Upon further thought, I decided that the logic behind this idea makes some sense. Allowing your employees to maintain their passwords for an indefinite amount of time may help to alleviate those people that insist on writing down their passwords. This being said, I do not think that this is a viable solution. Whether or not you force your employees to change their passwords or not, there will always be those that like to write them down. In addition, the risk that you would take in allowing indefinite access through a compromised account would outweigh the risk of someone reading a password.






















Brian,
I agree with you that the risk of allowing indefinite access through a compromised account would outweigh, to some extent, the risk of someone reading a password and having limited time access until a password change is required. If someone read a password on a sticky note taped under a keyboard, that individual has already shown that they have physical access to a system. Once an individual has already gained physical access, it is very hard (or near impossible) to adequately secure that system.

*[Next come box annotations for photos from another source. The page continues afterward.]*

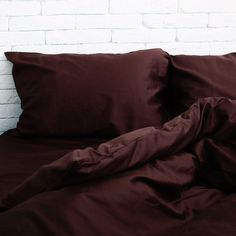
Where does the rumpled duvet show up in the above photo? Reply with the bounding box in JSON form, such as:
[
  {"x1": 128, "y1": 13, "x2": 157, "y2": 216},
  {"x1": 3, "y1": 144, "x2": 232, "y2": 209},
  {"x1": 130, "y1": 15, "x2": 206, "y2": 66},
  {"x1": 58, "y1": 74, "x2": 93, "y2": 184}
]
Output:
[{"x1": 0, "y1": 98, "x2": 236, "y2": 236}]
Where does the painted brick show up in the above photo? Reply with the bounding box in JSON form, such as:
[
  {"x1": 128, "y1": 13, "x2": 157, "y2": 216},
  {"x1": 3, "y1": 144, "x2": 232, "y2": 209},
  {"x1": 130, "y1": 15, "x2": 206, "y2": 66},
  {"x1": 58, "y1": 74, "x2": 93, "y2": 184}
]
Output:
[
  {"x1": 0, "y1": 46, "x2": 11, "y2": 61},
  {"x1": 0, "y1": 1, "x2": 41, "y2": 16},
  {"x1": 42, "y1": 0, "x2": 108, "y2": 15},
  {"x1": 76, "y1": 15, "x2": 142, "y2": 29},
  {"x1": 112, "y1": 29, "x2": 176, "y2": 43},
  {"x1": 110, "y1": 0, "x2": 178, "y2": 13},
  {"x1": 146, "y1": 42, "x2": 209, "y2": 55},
  {"x1": 9, "y1": 16, "x2": 75, "y2": 31},
  {"x1": 177, "y1": 28, "x2": 236, "y2": 42},
  {"x1": 0, "y1": 32, "x2": 45, "y2": 46},
  {"x1": 143, "y1": 14, "x2": 208, "y2": 28},
  {"x1": 210, "y1": 42, "x2": 236, "y2": 55},
  {"x1": 209, "y1": 13, "x2": 236, "y2": 27},
  {"x1": 12, "y1": 45, "x2": 77, "y2": 54},
  {"x1": 179, "y1": 0, "x2": 236, "y2": 12},
  {"x1": 78, "y1": 43, "x2": 145, "y2": 53},
  {"x1": 0, "y1": 17, "x2": 8, "y2": 31},
  {"x1": 46, "y1": 29, "x2": 111, "y2": 44}
]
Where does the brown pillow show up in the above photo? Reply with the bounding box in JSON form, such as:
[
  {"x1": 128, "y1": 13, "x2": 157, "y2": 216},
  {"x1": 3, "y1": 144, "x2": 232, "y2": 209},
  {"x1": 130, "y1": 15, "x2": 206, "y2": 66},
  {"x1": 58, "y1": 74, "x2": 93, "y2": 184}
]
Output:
[
  {"x1": 5, "y1": 49, "x2": 169, "y2": 137},
  {"x1": 167, "y1": 53, "x2": 236, "y2": 116}
]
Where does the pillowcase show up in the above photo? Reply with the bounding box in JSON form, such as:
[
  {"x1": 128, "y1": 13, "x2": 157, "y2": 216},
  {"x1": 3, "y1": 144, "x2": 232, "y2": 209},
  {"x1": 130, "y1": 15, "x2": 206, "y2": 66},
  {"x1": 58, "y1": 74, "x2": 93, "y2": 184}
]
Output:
[
  {"x1": 167, "y1": 53, "x2": 236, "y2": 117},
  {"x1": 5, "y1": 49, "x2": 169, "y2": 137}
]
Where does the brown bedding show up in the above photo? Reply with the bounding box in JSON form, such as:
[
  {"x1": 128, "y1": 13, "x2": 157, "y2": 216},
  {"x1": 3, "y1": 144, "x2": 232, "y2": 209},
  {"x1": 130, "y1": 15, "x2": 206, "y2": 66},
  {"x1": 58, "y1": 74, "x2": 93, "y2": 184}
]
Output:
[{"x1": 0, "y1": 98, "x2": 236, "y2": 236}]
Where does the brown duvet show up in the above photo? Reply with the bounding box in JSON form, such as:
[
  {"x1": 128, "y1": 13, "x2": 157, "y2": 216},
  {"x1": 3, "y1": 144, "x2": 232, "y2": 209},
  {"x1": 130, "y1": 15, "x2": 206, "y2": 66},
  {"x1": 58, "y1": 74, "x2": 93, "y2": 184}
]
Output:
[{"x1": 0, "y1": 98, "x2": 236, "y2": 236}]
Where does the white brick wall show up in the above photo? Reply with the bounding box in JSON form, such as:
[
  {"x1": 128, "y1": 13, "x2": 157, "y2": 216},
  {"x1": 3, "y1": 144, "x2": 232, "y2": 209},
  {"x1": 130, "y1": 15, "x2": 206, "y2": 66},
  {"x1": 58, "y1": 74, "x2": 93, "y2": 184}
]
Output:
[{"x1": 0, "y1": 0, "x2": 236, "y2": 132}]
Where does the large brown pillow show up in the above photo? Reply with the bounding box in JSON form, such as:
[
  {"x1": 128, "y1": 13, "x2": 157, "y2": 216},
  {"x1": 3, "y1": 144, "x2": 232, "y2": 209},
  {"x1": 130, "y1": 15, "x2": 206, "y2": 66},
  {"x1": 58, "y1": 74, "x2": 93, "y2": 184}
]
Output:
[
  {"x1": 167, "y1": 53, "x2": 236, "y2": 116},
  {"x1": 6, "y1": 49, "x2": 169, "y2": 137}
]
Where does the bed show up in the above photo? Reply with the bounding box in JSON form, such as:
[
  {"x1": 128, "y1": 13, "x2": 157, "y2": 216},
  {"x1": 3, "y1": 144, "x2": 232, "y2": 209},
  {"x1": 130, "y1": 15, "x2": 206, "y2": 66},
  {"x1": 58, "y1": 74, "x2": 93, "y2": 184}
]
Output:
[{"x1": 0, "y1": 49, "x2": 236, "y2": 236}]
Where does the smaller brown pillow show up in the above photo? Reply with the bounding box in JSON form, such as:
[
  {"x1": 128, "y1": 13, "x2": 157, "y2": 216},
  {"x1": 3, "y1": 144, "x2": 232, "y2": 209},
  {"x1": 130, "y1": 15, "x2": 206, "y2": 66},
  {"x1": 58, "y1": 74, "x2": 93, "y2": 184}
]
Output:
[
  {"x1": 167, "y1": 53, "x2": 236, "y2": 117},
  {"x1": 6, "y1": 49, "x2": 169, "y2": 137}
]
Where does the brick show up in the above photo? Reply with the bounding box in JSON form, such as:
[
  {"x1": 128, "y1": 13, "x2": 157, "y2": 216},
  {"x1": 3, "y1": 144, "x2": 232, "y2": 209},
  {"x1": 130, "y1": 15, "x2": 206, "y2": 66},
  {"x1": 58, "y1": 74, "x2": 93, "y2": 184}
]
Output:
[
  {"x1": 42, "y1": 0, "x2": 108, "y2": 15},
  {"x1": 177, "y1": 28, "x2": 236, "y2": 42},
  {"x1": 143, "y1": 14, "x2": 208, "y2": 28},
  {"x1": 9, "y1": 16, "x2": 75, "y2": 31},
  {"x1": 0, "y1": 31, "x2": 45, "y2": 46},
  {"x1": 12, "y1": 45, "x2": 77, "y2": 54},
  {"x1": 112, "y1": 29, "x2": 176, "y2": 43},
  {"x1": 0, "y1": 61, "x2": 12, "y2": 75},
  {"x1": 0, "y1": 118, "x2": 18, "y2": 134},
  {"x1": 46, "y1": 29, "x2": 111, "y2": 44},
  {"x1": 0, "y1": 46, "x2": 11, "y2": 61},
  {"x1": 0, "y1": 1, "x2": 41, "y2": 16},
  {"x1": 78, "y1": 43, "x2": 145, "y2": 54},
  {"x1": 0, "y1": 17, "x2": 8, "y2": 31},
  {"x1": 146, "y1": 42, "x2": 209, "y2": 55},
  {"x1": 0, "y1": 104, "x2": 22, "y2": 118},
  {"x1": 0, "y1": 75, "x2": 15, "y2": 89},
  {"x1": 209, "y1": 13, "x2": 236, "y2": 27},
  {"x1": 179, "y1": 0, "x2": 236, "y2": 13},
  {"x1": 0, "y1": 89, "x2": 20, "y2": 104},
  {"x1": 76, "y1": 15, "x2": 142, "y2": 29},
  {"x1": 210, "y1": 42, "x2": 236, "y2": 55},
  {"x1": 110, "y1": 0, "x2": 178, "y2": 13}
]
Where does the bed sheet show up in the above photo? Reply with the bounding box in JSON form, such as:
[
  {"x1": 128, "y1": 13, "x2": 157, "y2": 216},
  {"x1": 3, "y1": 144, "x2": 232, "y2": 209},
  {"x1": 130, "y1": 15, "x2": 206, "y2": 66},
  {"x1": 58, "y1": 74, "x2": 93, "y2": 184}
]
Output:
[{"x1": 0, "y1": 129, "x2": 105, "y2": 199}]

In my new book, "The Executive MBA in Information Security", available at amazon.com and bn.com, I discuss the importance of strong passwords and changing these passwords on a routine basis. Here are some recommendations that I give:
1. A password should be at a minimum 8 characters long and should be changed at least every 30 days. I recommend that privileged users (such as administrators) should have at least 14 character passwords.

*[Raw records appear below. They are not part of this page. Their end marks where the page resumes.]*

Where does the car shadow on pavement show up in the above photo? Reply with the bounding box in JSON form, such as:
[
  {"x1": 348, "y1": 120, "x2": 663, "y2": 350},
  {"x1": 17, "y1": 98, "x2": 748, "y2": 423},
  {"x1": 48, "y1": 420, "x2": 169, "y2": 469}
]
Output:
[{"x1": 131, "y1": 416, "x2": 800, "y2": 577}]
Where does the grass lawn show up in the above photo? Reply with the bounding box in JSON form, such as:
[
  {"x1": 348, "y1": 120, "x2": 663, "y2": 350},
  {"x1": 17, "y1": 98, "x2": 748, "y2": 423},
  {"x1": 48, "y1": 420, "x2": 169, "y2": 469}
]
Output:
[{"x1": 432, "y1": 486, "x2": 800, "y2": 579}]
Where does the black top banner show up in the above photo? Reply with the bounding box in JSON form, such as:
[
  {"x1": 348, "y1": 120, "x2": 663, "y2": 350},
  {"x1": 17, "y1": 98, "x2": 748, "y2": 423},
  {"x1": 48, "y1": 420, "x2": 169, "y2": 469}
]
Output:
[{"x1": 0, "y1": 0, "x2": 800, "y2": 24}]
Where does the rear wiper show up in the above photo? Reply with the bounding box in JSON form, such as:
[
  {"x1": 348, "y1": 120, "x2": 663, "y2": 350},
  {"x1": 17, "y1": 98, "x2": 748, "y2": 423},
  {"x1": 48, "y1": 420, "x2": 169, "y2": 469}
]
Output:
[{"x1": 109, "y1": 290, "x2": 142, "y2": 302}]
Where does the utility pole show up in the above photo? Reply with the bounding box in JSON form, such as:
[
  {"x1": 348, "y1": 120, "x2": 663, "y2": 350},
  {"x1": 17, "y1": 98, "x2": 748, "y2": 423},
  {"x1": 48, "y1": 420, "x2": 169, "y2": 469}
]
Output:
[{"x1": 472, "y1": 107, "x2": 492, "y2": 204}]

2. Every password should be unique and complex. The password should have a mixture of upper case/lower case letters, numbers, and symbols or special characters. Passwords should not be found in dictionaries or be hybrids of dictionary based words.
3. 'Sing' your password - take a phrase in your favorite song and write it down. Use a cipher key that you can remember such as changing the first letter of every word in the phrase to a capital letter, change all o's to zeros (0), change all i's to exclamation points (!), change all s's to dollar signs ($), etc. (Note: whatever cipher you use, you make the code up yourself and it should be something easy for you to remember when entering your 'pass phrase'.)

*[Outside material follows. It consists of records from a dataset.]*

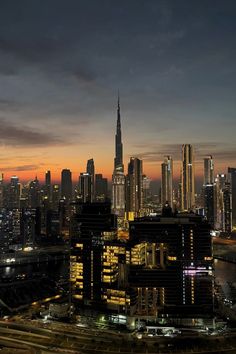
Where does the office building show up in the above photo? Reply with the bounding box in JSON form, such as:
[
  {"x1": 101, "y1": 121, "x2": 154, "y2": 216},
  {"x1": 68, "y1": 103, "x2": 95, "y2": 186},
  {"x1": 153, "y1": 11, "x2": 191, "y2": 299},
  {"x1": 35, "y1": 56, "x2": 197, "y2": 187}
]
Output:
[
  {"x1": 79, "y1": 173, "x2": 93, "y2": 203},
  {"x1": 86, "y1": 159, "x2": 95, "y2": 201},
  {"x1": 126, "y1": 157, "x2": 143, "y2": 217},
  {"x1": 45, "y1": 171, "x2": 52, "y2": 203},
  {"x1": 70, "y1": 203, "x2": 117, "y2": 305},
  {"x1": 61, "y1": 169, "x2": 72, "y2": 203},
  {"x1": 222, "y1": 182, "x2": 233, "y2": 235},
  {"x1": 112, "y1": 96, "x2": 125, "y2": 218},
  {"x1": 128, "y1": 205, "x2": 213, "y2": 323},
  {"x1": 203, "y1": 184, "x2": 217, "y2": 229},
  {"x1": 181, "y1": 144, "x2": 195, "y2": 211},
  {"x1": 95, "y1": 173, "x2": 108, "y2": 202},
  {"x1": 203, "y1": 155, "x2": 215, "y2": 185},
  {"x1": 161, "y1": 156, "x2": 173, "y2": 207},
  {"x1": 228, "y1": 167, "x2": 236, "y2": 228}
]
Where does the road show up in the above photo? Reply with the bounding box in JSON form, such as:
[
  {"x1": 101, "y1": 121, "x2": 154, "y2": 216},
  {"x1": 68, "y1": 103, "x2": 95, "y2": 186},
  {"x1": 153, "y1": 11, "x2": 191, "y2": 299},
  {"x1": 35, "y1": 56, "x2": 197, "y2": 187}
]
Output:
[{"x1": 0, "y1": 320, "x2": 236, "y2": 354}]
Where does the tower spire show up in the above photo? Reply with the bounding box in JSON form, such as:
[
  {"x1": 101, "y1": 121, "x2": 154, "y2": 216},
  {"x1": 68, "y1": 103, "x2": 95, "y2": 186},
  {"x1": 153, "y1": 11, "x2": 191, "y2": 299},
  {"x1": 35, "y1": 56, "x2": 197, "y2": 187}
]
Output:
[{"x1": 114, "y1": 90, "x2": 124, "y2": 172}]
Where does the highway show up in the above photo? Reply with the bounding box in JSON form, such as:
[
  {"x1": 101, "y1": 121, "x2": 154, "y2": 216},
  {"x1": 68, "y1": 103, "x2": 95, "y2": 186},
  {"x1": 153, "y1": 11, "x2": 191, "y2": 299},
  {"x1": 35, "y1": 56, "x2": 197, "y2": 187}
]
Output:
[{"x1": 0, "y1": 320, "x2": 236, "y2": 354}]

An interesting article that discusses password strengths and the rationale behind changing passwords on a frequent basis along with an actual password strength tester can be found here: http://infoworld.com/print/76437
I hope this information is useful.
Jay Trinckes
CISSP, CISM, C-EH, NSA-IAM/IEM, MCSE-NT, A+
Senior Information Security Consultant
CastleGarde, Inc.
Posted by: Jay Trinckes | 02 November 2009 at 10:32
If writing down passwords was the only aspect of risk to be concerned about, this would indeed be a good approach. But the mandate to periodically change passwords is meant to accomplish things like making sure only the legitimate owner of the account knows the password ("shoulder surfers", who picked up the pw while the legitimate owner typed it in, would be thrown off by the change). The same is true with situations where the sys admin changes a pw and communicates it to the legitimate user - unless that user is forced to change it, the sys admin knows it too. And finally, not kosher, but a frequent practice: people often "share" pw's with the intent of the shared usage being temporary in nature (e.g. during vacation). Mandatory pw changes ensure that the people the pw was given to "temporarily" indeed can no longer access the system.
Posted by: Hubert Kay | 02 November 2009 at 20:59
What the colleague overlooked is that it matters which threat you need to counteract most. If it's the prying eyes of co-workers, then a post-it note due to too much required complexity can cause your password-change control to fail. However, if your users all have internet-facing access, against which a botnet can exert brute-force password guessing, a post-it note safely kept within the office doesn't seem quite so hostile in comparison.
Posted by: Gary Dobbins | 03 November 2009 at 06:38
I also had the exact same response from a senior member of management in response to a Security Audit.
It seems crazy to sacrifice your corporate security, because people might write it down. Surely one of the other basic principles of password security is, "don't write it down". So if the 1s principal of not writing it down is enforced, then you wont face this issue.